I just love it when I have something... food or drink... and my daughter or son comes in and starts sharing it... Next thing I know... I hear... "BYYYYEEEEE!!!" and am watching them take off with my snack or drink... or food... lmao.


----------



## Cogo123 (Jan 5, 2012)

I have to hide anything I expect to eat for myself. I have an 18 yr old who eats all the time. My 10 yr old is just as bad! I feel your pain! Lol
_Posted via Mobile Device_


----------



## BeachGuy (Jul 6, 2011)

Really...my girls just walk up and pick up my drink or take food out of my bowl. I remember when my wife used to do that when we first got married and it annoyed me. But with my kids, it doesn't.


----------



## StatusQuo (Jun 4, 2012)

My daughter does that, grabs the food and runs away with it.
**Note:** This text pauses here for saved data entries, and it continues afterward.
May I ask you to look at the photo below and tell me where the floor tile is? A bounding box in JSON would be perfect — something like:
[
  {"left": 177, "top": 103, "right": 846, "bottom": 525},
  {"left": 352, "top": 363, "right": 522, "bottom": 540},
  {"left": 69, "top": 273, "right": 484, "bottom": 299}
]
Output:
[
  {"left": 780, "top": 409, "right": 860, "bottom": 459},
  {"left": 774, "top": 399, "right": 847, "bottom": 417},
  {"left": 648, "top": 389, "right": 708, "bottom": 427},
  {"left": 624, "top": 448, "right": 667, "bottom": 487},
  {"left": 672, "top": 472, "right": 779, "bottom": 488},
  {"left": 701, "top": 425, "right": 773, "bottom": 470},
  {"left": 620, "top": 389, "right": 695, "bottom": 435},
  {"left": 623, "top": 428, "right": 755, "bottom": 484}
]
My son does the open mouth baby bird thing and says, "biiiiite? biiiiiiite? biiiiiiiiiiiiiiite?"


----------



## Gaia (Apr 27, 2012)

lmao my son will just stand there sometimes doing the open mouth baby bird thing... He doesn't say anything... he actually SQUAWKS or says ahhhhhhhh lmao.


----------



## costa200 (Jun 27, 2012)

Don't even get me started on this. My little 3 year old is a glutton. She has the scent of a bloodhound and i can't get anything past her. She'll eat everything


----------